Merging Country Level Observations
31 Dec 2018As a comparative political scientist one of the most frequent data cleaning tasks I face is merging datasets that contain country or country-year observations. It can be a deceptively challenging task. This post is largely based on an email I sent in response to a question about tools to facilitate this kind of merging and will describe an available R package, as well as a couple of tools that I’ve built (with some help from Daniel Weitzel and Ben Chatterton.
Challenges of Merging Country Level Data
There are two primary challenges associated with merging country level data. First, country definitions change over time. Borders move; countries are split; territories are acquired. Sometimes this doesn’t matter. More often it really matters. Second, at any given point in time, a country may go by more than one name. Or more than one spelling.
Obviously the latter problem only relates to territories that have been identified by some kind of a string, while the former is an issue whether it’s a “name” or a code that’s being used.
The Golden Rule of Merging
What I suggest below is meant to make life a little easier. There’s no reason to rewrite tedious code every time you want to merge two datasets. Any approach you use will require some kind of a bridge between the two datasets — some kind of unique identifier that can be applied to both that allows the merge to happen. This leads to what I’ll call the “Golden Rule of Merging”, though a better name may be “the rule that you will constantly be tempted to break but will do so only at your own grave peril”:
Know your data backwards and forwards. Know your bridge backwards and forwards.

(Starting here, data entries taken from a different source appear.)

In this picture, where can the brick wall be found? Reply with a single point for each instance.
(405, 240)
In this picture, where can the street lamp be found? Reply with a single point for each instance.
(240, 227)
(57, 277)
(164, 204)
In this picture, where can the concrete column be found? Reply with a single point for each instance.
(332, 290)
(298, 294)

This rule is applicable to merging any data using any bridge. You must know how the units are defined in your data and in the bridge. You should know what you have and what you expect to get after the merge. Test everything.
Solutions
Any solution is going to require a bridge of some kind. This could be country name, but I think some kind of a code will always be easier. For any given dataset you translate the identifier into your code, then you can arbitrarily merge datasets based on this code.
Countrycode Package in R
If you’re dealing exclusively with nicely formatted data that uses preexisting code systems, then the R package countrycode is a great place to start. It allows you to do a variety of things: convert one standard to another, go from a standard code to a country name, or go from a country to a continent or region. You can even add custom matches if you have some variations outside their “canonical” list. It’s very easy to use and is hosted on CRAN, so you can install it simply with install.packages('countrycode')

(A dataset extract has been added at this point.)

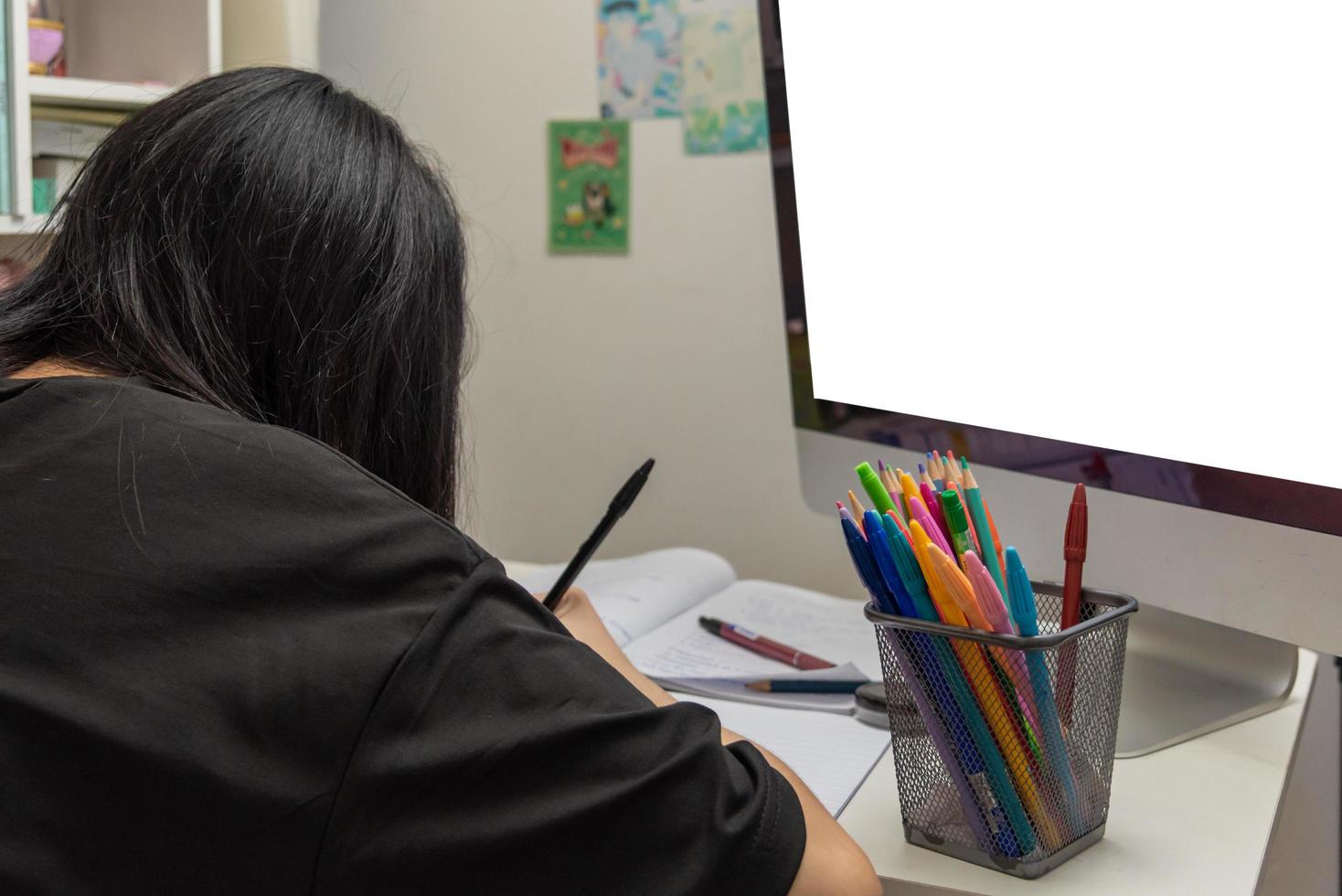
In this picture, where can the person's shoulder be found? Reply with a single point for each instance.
(240, 467)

. Here’s a little bit of code showing how you might use it:
# Go from one standard to another, including a custom match
cow$c1 <- countrycode::countrycode(cow$ccode1,
origin = "cown",
destination = "country.name",
custom_match = c("710.1" = "Hong Kong"))
# Go from a code to a readable name
gn$country_name <- countrycode::countrycode(gn$country_code,
origin = "iso2c",
destination = "country.name")
# Go from country to continent
continents <- countrycode::countrycode(my_countries,
origin = "country.name",
destination = "continent")
I have one major concern about this approach, though. It’s not clear what standard (if any) is being used to define countries. As borders change over time, are these units constant or do they vary? If so, how? This limits its usefulness to cases where the data being merged all covers country-years in which borders are constant. The function can then be thought of as acting like a translator between two languages.
Still, this is a nifty piece of software that’s fast, easy to use, and relatively flexible.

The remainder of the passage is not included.